Pathological and Molecular Characterization of a Duck Plague Outbreak in Southern China in 2021

Abstract

Duck plague (DP) is a highly contagious viral disease in ducks caused by the duck plague virus (DPV). The DPV, a member of Herpesviridae, poses a severe threat to the waterfowl farming industry worldwide. In this study, we reported a recent outbreak of DPV in domestic laying ducks at 310 days of age from southern China in December 2021. The gross lesion, histopathologic examination, molecular detection, and genetic characterization studies of DPV are described here. As a result, gross lesions such as an enlarged congestive spleen and liver were observed. Liver with vacuolar degeneration and small vacuoles and spleen with hemosiderosis were remarkable microscopic findings. Our results suggested that the liver had the highest viral load, followed by the trachea, pancreas, kidney, brain, spleen, and heart. In addition, DPV was successfully isolated in chicken embryo fibroblast cell culture and designated as DP-GD-305-21. The UL2, UL12, UL41, UL47, and LORF11 genes of DP-GD-305-21 shared a high nucleotide homology with the Chinese virulent (CHv) strain and the Chinese variant (CV) strain. In conclusion, this study reports the isolation and molecular characterization of DPV from a recent outbreak in southern China. Our results contributed to the understanding of the pathological and molecular characterization of currently circulating DPV in China.

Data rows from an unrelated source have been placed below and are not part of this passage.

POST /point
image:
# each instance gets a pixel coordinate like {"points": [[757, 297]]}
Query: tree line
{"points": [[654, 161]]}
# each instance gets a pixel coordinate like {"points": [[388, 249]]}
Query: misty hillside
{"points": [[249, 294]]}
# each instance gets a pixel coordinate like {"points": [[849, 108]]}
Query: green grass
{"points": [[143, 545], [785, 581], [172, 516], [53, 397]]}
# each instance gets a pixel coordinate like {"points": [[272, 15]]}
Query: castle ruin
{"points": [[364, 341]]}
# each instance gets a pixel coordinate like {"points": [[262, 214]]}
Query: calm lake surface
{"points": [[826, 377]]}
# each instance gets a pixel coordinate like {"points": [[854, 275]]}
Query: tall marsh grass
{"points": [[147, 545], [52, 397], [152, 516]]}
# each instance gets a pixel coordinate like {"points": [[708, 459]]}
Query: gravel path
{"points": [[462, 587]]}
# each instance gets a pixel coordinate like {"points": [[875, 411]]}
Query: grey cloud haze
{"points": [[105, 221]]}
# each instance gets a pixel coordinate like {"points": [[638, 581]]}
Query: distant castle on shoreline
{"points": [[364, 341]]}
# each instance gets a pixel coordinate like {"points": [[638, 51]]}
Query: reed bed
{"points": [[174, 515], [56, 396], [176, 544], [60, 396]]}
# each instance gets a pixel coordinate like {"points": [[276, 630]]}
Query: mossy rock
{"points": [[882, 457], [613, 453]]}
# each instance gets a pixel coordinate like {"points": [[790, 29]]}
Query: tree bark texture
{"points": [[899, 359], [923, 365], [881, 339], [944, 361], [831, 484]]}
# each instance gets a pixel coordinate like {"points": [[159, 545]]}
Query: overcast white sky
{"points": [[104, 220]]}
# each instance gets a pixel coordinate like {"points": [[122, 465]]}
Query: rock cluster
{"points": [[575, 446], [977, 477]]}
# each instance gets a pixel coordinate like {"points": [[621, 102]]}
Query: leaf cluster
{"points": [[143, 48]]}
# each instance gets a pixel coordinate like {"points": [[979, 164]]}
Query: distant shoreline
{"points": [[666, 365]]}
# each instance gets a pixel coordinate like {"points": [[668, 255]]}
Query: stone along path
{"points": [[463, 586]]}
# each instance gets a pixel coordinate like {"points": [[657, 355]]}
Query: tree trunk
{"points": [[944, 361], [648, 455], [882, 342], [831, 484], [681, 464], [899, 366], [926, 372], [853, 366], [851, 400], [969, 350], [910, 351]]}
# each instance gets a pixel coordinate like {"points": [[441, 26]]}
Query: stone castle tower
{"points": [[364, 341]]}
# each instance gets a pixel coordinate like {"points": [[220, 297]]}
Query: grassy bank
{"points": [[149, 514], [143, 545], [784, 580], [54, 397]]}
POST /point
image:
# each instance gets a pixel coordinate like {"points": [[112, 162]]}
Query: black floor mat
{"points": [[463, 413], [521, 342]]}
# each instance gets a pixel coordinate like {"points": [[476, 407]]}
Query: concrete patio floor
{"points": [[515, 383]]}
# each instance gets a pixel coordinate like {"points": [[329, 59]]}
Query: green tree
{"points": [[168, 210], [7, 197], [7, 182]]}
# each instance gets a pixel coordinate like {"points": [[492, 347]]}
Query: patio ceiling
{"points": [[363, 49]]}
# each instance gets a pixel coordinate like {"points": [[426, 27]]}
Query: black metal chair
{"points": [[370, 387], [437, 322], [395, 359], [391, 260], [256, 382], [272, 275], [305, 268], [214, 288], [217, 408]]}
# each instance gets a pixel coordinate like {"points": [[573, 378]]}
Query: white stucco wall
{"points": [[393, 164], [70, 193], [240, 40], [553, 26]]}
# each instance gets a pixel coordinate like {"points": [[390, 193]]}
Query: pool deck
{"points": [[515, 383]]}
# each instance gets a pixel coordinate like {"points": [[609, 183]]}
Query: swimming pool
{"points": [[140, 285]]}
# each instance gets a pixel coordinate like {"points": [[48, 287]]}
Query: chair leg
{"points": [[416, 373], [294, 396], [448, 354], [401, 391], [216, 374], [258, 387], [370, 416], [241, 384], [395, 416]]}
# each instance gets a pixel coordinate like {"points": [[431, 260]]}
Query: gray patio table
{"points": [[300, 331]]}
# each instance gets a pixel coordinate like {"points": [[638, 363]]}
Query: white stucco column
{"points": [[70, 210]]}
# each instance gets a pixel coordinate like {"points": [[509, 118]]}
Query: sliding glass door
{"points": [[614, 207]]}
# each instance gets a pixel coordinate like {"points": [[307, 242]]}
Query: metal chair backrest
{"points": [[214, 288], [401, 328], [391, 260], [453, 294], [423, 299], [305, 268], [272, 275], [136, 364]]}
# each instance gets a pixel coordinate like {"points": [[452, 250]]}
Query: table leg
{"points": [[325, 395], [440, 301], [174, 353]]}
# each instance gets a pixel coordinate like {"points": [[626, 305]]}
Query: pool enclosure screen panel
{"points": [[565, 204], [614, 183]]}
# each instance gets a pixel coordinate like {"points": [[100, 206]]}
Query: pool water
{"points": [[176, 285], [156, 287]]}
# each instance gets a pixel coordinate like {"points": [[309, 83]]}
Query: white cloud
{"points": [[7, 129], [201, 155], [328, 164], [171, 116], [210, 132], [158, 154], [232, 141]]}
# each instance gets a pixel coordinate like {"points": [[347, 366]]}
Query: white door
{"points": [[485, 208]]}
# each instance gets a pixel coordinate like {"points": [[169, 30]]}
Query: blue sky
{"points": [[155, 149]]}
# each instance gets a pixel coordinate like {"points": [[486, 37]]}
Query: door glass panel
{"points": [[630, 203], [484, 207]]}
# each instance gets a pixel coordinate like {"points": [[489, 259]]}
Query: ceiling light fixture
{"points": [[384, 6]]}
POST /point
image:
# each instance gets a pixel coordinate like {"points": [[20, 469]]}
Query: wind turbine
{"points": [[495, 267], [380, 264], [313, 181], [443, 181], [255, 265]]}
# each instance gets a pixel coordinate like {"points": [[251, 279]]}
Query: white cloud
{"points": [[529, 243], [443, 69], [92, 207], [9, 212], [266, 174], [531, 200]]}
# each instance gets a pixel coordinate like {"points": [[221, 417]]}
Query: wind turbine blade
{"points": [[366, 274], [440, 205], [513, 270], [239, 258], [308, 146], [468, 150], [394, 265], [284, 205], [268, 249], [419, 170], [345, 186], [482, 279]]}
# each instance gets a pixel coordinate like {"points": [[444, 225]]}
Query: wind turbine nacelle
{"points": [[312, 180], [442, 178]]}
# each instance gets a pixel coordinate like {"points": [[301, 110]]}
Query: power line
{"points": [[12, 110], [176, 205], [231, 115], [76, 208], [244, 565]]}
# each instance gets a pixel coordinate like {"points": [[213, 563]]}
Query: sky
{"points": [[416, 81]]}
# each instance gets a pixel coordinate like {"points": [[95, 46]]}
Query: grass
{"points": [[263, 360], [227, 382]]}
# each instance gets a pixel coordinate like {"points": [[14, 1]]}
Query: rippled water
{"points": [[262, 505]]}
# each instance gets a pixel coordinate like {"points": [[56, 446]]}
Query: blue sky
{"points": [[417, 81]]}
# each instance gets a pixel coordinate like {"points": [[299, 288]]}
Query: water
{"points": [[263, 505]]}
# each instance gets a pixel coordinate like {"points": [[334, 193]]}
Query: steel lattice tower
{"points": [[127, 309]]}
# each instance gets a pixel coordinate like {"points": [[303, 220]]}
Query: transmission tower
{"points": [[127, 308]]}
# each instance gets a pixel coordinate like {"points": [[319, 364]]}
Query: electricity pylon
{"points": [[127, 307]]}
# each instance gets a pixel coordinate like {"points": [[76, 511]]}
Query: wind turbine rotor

Keywords: Herpesviridae; LORF11; UL2; duck plague; duck plague virus.

Figure 1

Gross lesions of ducks infected with DPV at autopsy. (A): Presence of bold clots related to the pericardial sac and hepatic capsule; (B): Enlarged and congested liver; (C): Spotted hemorrhage in the heart; (D): Enlarged and congested brain; (E): Spotted hyperemia of the trachea; (F): Enlarged and severely congested spleen.

Figure 2

Histopathological images of duck tissue sections stained with hematoxylin and eosin (H&E) (magnification, ×200). The scale bar included in each image presents a length of 100 μm. (A): Extensive vacuolar degeneration and small vacuoles were detected in hepatocytes; (B): Lymphoid depletion, focal necrosis, and multifocal fibrinoid necrotic foci were observed in spleen; (C): Detached epithelial cells and damaged bronchial wall were observed in the tracheal mucosa; (D): Generalized tubular atrophy and inflammatory cell infiltration in the interstitium were observed in kidney; (E): Cardiomyocytes were tightly packed and surrounded by inflammatory cell infiltration in heart; (F): Necrosis of acinar and islet structures were detected in pancreatic tissue.

Figure 3

Cytopathic effects on chicken embryo fibroblasts from homogenate duck-infected DPV tissue samples. (A): Negative control (100×); (B): Infected CEF cells showing vacuolation and syncytia (400×).

Figure 4

Levels of DPV viral load at the time of initial sampling. The collected tissues are shown at the bottom. Viral loads were determined by quantitative Real-time PCR. Viral loads are expressed as mean ± SD. Differences between groups were determined using two-way ANOVA. ****, p < 0.0001; ns, p > 0.05.

Figure 5

Gene structure types of UL2. (A): Strains with a 1002 bp coding region, such as the DP-GD-305-21 and CHv strain; (B): Attenuated strain with 528 bp deletion 2; (C): Strains with a 528 bp deletion and three 1 bp insertions, including VAC and IVRI-2016.

Figure 6

Gene structure types of LOFT11. (A): A coding region of 4341 bp for the LOFT11 gene was observed in strains such as DP-GD-305-21; (B): Strains such as the 21 have a 1170 bp deletion in the coding region of LORF11; (C): A 1929 bp deletion was found in the LOFT11 gene of strains such as the ‘Clone-03’; (D): A 3513 bp deletion was found in the LOFT11 gene of strains such as the VAC strain.

Figure 7

The secondary structure, hydrophilicity, flexible regions, antigenic index, and surface probability of the DP-GD-305-21 proteins. (A): UL2 protein; (B): UL12 protein; (C): UL47 protein; (D): UL41 protein; (E): LORF11 protein.